For all its glib jargon, raw jokiness, and sentimentality, William M. Hoffman's ``As Is'' presents a bleak view of the New York homosexual scene. As depicted by Mr. Hoffman, it is a world of casual pick-ups, fragile relationships, and promiscuity. The play is specifically concerned with aspects of the outbreak of AIDS, an acronym for what is termed ``acquired immune deficiency syndrome.'' (New York Mayor Edward I. Koch has stated that treatment of AIDS, said to cost $1 million a week, has placed a burden on the city's health-care facilities.) ``As Is'' reduces the crisis to personal terms as Rich (Jonathan Hogan), a successful young caterer and writer, confronts the fears posed by the disease. Rich's discovery occurs as he is on the point of acquiring a new boyfriend and walking out on Saul (Jonathan Hadary), his heartbroken, longtime companion. ``As Is'' concerns the effects of the ordeal on Rich himself as well as on the loyal Saul and others closely or casually connected with the terrified victim.

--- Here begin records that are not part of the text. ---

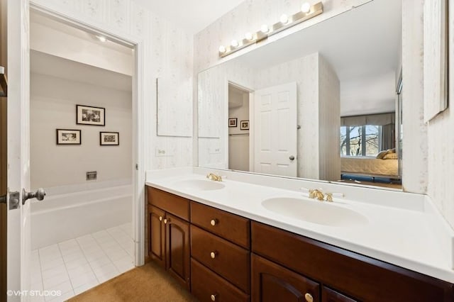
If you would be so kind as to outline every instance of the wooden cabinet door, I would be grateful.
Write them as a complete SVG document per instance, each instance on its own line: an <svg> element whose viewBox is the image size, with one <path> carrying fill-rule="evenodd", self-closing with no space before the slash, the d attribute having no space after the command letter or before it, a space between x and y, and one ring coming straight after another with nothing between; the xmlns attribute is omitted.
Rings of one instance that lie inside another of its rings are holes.
<svg viewBox="0 0 454 302"><path fill-rule="evenodd" d="M252 255L252 301L319 301L320 285L255 254Z"/></svg>
<svg viewBox="0 0 454 302"><path fill-rule="evenodd" d="M321 301L322 302L355 302L346 296L336 291L333 289L323 286L321 289Z"/></svg>
<svg viewBox="0 0 454 302"><path fill-rule="evenodd" d="M167 272L188 289L189 280L189 223L167 213L166 265Z"/></svg>
<svg viewBox="0 0 454 302"><path fill-rule="evenodd" d="M165 212L148 206L148 256L165 268Z"/></svg>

While Rich's crisis could be a case history, Mr. Hoffman's dramatic method is free-form and nonliteral, involving flashbacks, choral speaking, and fragmentary episodes. A compassionate hospice worker (Claris Erickson) periodically describes her efforts to comfort the dying. Yet even these confidences cannot conceal an overall superficiality that trivializes an appalling and tragic situation. The difficulty is compounded by the fact that Rich -- honestly portrayed by Mr. Hogan -- is presented in unsympathetic terms.
The good Circle Repertory Company cast, most of whose members play multiple roles, includes Ken Kliban, Steven Gregan, and Lily Knight. The production has been smoothly directed by Marshall W. Mason.
The Circle Rep presented ``As Is'' with the help of The Glines, a nonprofit organization for the development and presentation of homosexual performance material. With grants from the National Endowment for the Arts and the New York State Council of the Arts, The Glines produced the First and Second Gay American Arts Festivals in 1980 and 1981.